|Unrelated Gross Dead Bird Skull that Accurately Depicts How I Feel When I Wake Up In The Morning|
Today I called my mom and asked her for the International Mom Resignation Hotline number because it was 11:44am and after a 4am wake up call with #4; a tearful drop off for #3; and a nerve wracking doctor appointment for #1, I had had it. I was through.
She laughed, which made me laugh, which made it all bearable.
Four kids, plus the cats, a husband and a house, and I feel like I am drowning. It's like as Carly has gotten older, the struggle has gotten worse, not better. I thought it would get easier (and my mom, in her infinite wisdom has told me it will -- or she lied, which is also fine. Whatever it takes to keep me carrying on, right??-- maybe when Carly is three. When she can stay with an activity for a period of time, not destroy the house like a hurricane, and not run into the street for a good time... things like that. Then it will be easier. Not easy. But easier. That's all I'm looking for.) but for now, it's hard. Like, really hard.
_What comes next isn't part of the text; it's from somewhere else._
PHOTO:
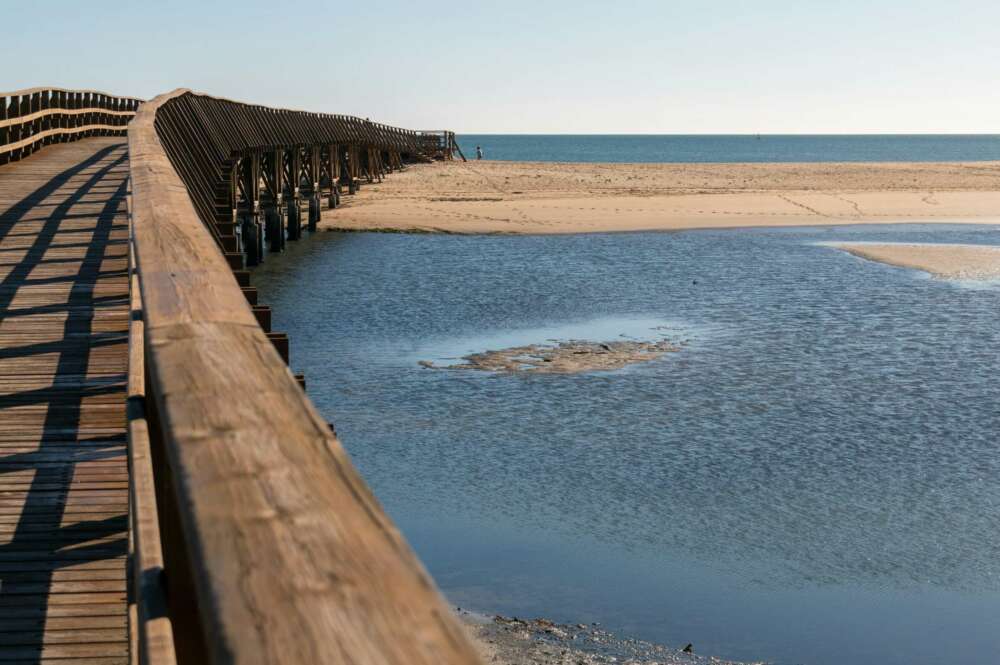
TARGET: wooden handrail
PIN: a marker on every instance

Maybe I'm not giving the transition back to School Time enough credit. Maybe I am just a little extra tired and fried from keeping track of all the backpacks and binders and homework, oh my! But really, it just feels like a different sort of crazy from the summer, but crazy all the same.
My mom has always said, "The work is never done." Which I told her today, quite frankly, is the rudest thing I have ever had someone say to me.
What?!? The work is NEVER done?
There's NO HOPE WHATSOEVER?!?
Ha! But as time has passed and I continue parenting four kids and running a house, I see exactly what she meant. I shouldn't wait to do the fun things until the chores are done, because they aren't ever REALLY done. Sure, the laundry is finished for TODAY. Or for THIS WEEK. But not forever. Because tomorrow, the kids will all want to wear clothes again (sigh) even though that means more laundry for me. And tonight they'll make messes and take showers, which will require towels and washrags, which will make more laundry still.
So I have currently adapted this mantra for Week Two of "Back to School":
Do what I can RIGHT NOW.
That's it. Just look at what's in front of me (the pile of bills, or the poopy baby, or the messy floor) and pay the bills, change the diaper or sweep the floor. Just do the next thing that comes up and take it a minute at a time.
I can't even take it a day at a time because I have no idea what the next hour may hold. So I am just plugging along, one task at a time, praying that I stop feeling so weepy and drowning and overwhelmed. And if you feel this way, too, let me offer you a, "Me, too Sister. Me, too," complete with a sad little wave and a bit of a smile that says, "Carry on. We got this."